7. En second lieu, après avoir relevé que l'administration fiscale ne reprochait pas à la société Orefa de tenir sa comptabilité au Luxembourg, mais d'exercer une activité sur le territoire national sans respecter ses obligations comptables en France, le premier président a retenu, à bon droit, que la mise en oeuvre de l'article L. 16 B du livre des procédures fiscales n'entraînait pas la violation des principes de liberté d'établissement et de non-discrimination des sociétés au sein de l'Union européenne, dès lors que ce texte ne constitue pas une mesure fiscale interdisant, gênant ou rendant moins attrayant l'exercice de la liberté d'établissement, en ce qu'il n'impose aucune obligation particulière aux contribuables, et qu'aucune disposition nationale n'exige des sociétés domiciliées dans un autre Etat membre de l'Union qui exercent une activité taxable en France par l'intermédiaire d'un établissement stable qu'elles tiennent une comptabilité complète en France, établie selon la réglementation nationale et conservée sur le territoire national, le code général des impôts prévoyant seulement qu'elles passent certaines écritures comptables permettant de justifier des opérations imposables qu'elles réalisent en France.
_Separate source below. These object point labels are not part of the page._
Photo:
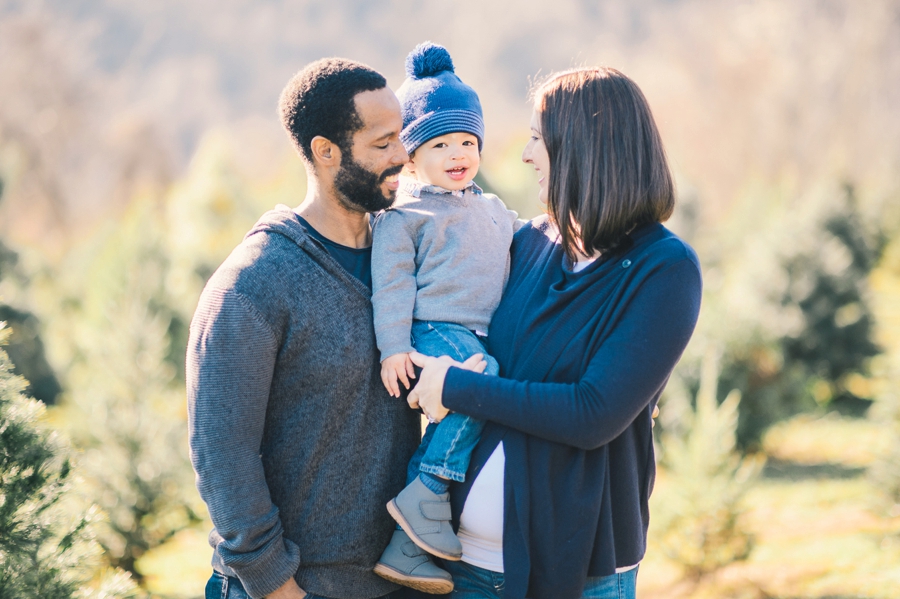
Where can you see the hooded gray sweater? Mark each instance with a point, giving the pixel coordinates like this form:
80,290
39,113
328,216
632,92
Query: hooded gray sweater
296,443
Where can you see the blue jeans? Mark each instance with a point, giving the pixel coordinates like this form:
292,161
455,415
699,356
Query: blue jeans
472,582
447,446
227,587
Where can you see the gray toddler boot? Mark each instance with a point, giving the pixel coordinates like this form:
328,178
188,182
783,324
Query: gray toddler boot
405,563
425,516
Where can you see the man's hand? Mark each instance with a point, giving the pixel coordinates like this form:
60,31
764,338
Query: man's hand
398,366
288,590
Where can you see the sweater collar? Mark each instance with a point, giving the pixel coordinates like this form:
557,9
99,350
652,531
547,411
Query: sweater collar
416,188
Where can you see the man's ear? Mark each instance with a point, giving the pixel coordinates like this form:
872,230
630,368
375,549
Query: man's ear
325,152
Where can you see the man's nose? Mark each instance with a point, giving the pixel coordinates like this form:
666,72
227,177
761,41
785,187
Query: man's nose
401,157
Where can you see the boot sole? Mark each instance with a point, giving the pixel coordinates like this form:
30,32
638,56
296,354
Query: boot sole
397,515
434,586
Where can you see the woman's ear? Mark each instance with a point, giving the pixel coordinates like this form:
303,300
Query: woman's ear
325,152
410,166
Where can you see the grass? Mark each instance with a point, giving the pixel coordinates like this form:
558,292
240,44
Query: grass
821,532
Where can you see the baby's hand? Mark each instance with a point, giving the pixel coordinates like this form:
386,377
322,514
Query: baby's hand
398,366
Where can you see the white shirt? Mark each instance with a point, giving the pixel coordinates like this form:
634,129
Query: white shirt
481,523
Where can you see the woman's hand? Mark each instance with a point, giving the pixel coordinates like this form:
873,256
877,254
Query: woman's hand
428,392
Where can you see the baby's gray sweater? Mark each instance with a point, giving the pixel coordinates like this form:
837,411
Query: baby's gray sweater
438,256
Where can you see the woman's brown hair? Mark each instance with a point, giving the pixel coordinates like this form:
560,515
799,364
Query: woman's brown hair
608,168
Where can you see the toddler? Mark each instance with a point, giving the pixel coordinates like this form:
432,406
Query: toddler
440,260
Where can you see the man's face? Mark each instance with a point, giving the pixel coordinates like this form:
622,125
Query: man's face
368,178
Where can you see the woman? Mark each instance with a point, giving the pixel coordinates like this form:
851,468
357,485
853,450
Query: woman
601,301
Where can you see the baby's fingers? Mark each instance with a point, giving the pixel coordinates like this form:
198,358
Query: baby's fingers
403,378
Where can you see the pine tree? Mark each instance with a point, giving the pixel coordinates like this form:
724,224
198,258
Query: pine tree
126,402
44,550
697,520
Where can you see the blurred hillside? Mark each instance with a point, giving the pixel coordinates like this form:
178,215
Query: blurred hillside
101,98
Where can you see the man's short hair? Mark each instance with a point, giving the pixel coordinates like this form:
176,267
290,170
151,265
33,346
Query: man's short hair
319,101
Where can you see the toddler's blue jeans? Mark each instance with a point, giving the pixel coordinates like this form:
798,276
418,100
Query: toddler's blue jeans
447,446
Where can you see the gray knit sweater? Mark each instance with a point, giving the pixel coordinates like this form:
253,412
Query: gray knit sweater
439,256
296,443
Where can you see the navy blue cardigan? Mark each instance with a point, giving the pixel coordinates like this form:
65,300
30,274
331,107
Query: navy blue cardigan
583,360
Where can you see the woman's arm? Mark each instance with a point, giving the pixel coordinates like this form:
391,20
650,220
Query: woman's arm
627,372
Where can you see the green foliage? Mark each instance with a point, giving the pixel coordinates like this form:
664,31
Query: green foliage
828,284
790,304
697,520
126,401
44,550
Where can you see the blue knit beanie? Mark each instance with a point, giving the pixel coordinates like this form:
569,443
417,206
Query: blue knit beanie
434,101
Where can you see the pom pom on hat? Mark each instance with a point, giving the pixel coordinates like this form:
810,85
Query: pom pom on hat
434,100
427,60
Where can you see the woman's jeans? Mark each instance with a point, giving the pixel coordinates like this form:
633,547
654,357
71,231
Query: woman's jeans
472,582
227,587
447,446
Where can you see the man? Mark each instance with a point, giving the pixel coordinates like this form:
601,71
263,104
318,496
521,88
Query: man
296,443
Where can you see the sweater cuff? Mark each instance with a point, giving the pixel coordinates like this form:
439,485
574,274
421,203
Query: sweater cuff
394,341
461,391
270,570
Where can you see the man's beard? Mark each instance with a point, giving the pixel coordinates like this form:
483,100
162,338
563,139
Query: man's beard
360,187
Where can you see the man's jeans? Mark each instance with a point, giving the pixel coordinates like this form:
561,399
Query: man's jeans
447,446
227,587
472,582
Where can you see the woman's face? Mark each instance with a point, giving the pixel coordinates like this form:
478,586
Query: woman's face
535,154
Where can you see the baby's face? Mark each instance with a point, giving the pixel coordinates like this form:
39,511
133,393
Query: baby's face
450,161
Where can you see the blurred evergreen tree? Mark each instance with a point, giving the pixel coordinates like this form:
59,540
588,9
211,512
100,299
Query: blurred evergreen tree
126,401
826,297
44,550
697,519
25,346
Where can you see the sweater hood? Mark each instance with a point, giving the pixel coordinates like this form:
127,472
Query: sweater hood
283,221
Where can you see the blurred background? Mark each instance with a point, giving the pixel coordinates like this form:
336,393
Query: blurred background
139,141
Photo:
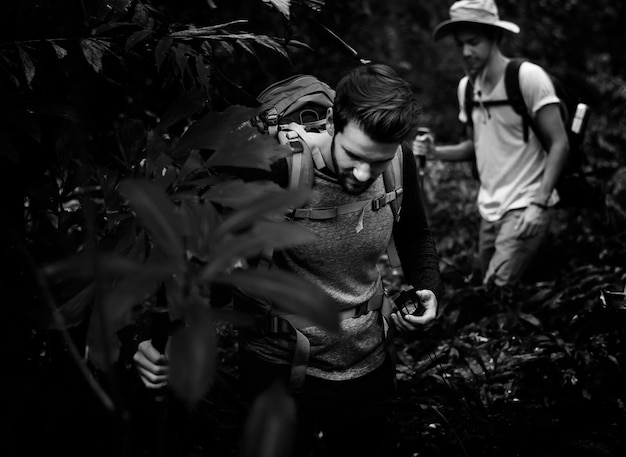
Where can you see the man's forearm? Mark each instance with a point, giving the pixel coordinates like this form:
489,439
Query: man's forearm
555,163
456,152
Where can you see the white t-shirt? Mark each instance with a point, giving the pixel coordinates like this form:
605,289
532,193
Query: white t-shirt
510,168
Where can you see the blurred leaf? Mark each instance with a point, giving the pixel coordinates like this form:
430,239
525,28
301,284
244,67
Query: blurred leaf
290,294
182,53
281,5
116,311
193,352
28,66
192,164
270,427
93,50
203,69
235,142
87,264
199,220
58,50
74,309
275,203
262,236
131,137
185,105
137,38
156,212
238,194
161,50
531,319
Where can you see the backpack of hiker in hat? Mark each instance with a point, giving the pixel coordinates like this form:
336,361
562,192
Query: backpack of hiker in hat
573,187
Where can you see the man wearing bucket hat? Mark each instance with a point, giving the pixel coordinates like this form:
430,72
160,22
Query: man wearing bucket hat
517,177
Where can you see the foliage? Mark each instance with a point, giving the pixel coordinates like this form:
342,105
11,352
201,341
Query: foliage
123,123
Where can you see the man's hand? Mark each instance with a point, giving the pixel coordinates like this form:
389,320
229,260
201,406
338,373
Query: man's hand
532,221
152,366
411,323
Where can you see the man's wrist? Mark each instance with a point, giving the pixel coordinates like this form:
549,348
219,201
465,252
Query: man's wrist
539,205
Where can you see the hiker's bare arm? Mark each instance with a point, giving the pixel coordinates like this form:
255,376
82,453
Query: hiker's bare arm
410,323
450,153
534,218
552,129
152,366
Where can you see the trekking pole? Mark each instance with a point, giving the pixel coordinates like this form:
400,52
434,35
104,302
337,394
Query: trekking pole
420,158
160,332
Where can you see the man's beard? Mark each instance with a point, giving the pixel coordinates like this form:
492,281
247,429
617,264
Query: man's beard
346,178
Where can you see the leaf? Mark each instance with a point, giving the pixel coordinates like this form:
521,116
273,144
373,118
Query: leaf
7,150
93,50
28,66
86,265
161,50
131,137
193,163
263,236
238,194
204,72
59,51
235,142
181,53
199,222
115,312
288,292
271,44
156,212
74,309
281,5
193,352
532,320
136,38
186,104
270,425
265,204
131,291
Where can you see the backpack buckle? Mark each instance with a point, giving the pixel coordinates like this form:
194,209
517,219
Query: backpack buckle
271,116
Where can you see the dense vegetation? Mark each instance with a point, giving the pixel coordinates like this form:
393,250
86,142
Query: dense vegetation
116,116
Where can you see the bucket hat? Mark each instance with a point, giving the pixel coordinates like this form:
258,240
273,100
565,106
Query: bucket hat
484,12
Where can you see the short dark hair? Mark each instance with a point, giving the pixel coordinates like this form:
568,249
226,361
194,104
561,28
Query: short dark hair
379,101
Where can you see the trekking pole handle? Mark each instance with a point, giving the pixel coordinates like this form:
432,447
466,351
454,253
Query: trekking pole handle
423,134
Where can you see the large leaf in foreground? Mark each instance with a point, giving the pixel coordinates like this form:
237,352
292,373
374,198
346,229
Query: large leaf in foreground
274,203
289,293
116,311
263,236
237,194
193,351
156,212
270,427
233,139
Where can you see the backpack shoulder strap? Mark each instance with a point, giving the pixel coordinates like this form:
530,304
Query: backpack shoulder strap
516,99
392,178
469,101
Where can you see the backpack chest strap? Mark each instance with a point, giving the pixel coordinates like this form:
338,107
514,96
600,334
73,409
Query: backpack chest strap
331,212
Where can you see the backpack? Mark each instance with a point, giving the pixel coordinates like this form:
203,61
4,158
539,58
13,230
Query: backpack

8. Par conséquent, le moyen, pour partie inopérant, n'est pas fondé pour le surplus.
9. Et en l'absence de doute raisonnable quant à l'interprétation du droit de l'Union européenne sur les questions soulevées par le moyen, il n'y a pas lieu de saisir la Cour de justice de l'Union européenne d'une question préjudicielle.
PAR CES MOTIFS, la Cour :
REJETTE le pourvoi ;
Condamne la société Orefa aux dépens ;
En application de l'article 700 du code de procédure civile, rejette la demande formée par la société Orefa et la condamne à payer au directeur général des finances publiques, représenté par l'administrateur général des finances publiques chargé de la direction nationale d'enquêtes fiscales, la somme de 2 500 euros ;
Ainsi fait et jugé par la Cour de cassation, chambre commerciale, financière et économique, et prononcé par le président en son audience publique du quinze février deux mille vingt-trois.
MOYEN ANNEXE au présent arrêt :
Moyen produit par la SCP Piwnica et Molinié, avocat aux Conseils, pour la société Orefa.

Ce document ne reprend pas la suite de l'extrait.